O texto acima faz parte do conto “O grande-pequeno Jozu”, do livro “Rútilos” da poeta, cronista e dramaturga Hilda Hilst, que virou a peça “Jozú, o encantador de ratos” na adaptação do escritor José Luiz Mora Fuentes e da atriz Carla Tausz. Peça esta que tive a alegria de ver na própria casa onde Hilda morou na maior parte de sua vida – a batizada Casa do Sol, próximo a Campinas.

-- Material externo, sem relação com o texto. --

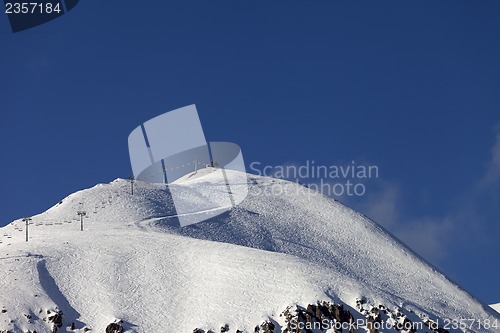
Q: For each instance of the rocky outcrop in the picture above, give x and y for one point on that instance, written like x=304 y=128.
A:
x=327 y=316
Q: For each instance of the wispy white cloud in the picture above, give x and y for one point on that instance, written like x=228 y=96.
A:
x=492 y=175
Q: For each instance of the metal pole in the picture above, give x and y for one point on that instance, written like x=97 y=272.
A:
x=82 y=213
x=27 y=219
x=131 y=177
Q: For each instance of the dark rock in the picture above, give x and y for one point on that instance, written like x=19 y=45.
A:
x=114 y=328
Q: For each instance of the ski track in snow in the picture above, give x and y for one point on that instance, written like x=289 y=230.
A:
x=132 y=262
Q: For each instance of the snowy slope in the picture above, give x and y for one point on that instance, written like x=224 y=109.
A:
x=283 y=245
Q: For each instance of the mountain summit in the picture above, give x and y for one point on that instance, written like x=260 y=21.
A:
x=286 y=259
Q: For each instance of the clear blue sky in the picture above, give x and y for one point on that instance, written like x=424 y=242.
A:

Para chegar até lá é preciso pegar um pequeno trecho de uma estrada que liga Campinas a Jaguariúna, trecho de não mais de dez quilômetros. Eu teria chegado rapidinho se não fosse o trânsito por causa de uma festa country que estava rolando em Jaguariúna – o taxista me informou. A Casa, após a morte da escritora em 2004, virou o Instituto Hilda Hilst, que além de preservar o lugar, é um espaço pensante e pulsante, como vocês verão logo mais. Fui recebida por Jurandy Valença, diretor de projetos do Instituto, e por uma dezena de cachorrinhos carinhosos que também foram me recepcionar no portão. Enquanto esperava o Daniel Fuentes, presidente do Instituto, para bater um papo, fiquei brincando com a Bolívia, ou Bobó, uma cachorra cinza que sorri. “Hoje são 11 cachorros, mas na época em que Hilda era viva já chegou a ter mais de 100”, explicou Olga Bilenky, que administra a Casa. Nas paredes da casa, vi alguns quadros espalhados e retratos da Hilda e de seus amigos que frequentaram e até moraram lá, como os escritores Caio Fernando Abreu e José Luis Mora Fuentes. Sobre as mesas de madeira, um Buda, um castiçal, um bule, xícaras, algumas pedras, retratos e inúmeras outras coisas. O perfume de um incenso que soltava seu aroma de dentro da casa se misturava com o cheiro de mato que vinha de lá fora.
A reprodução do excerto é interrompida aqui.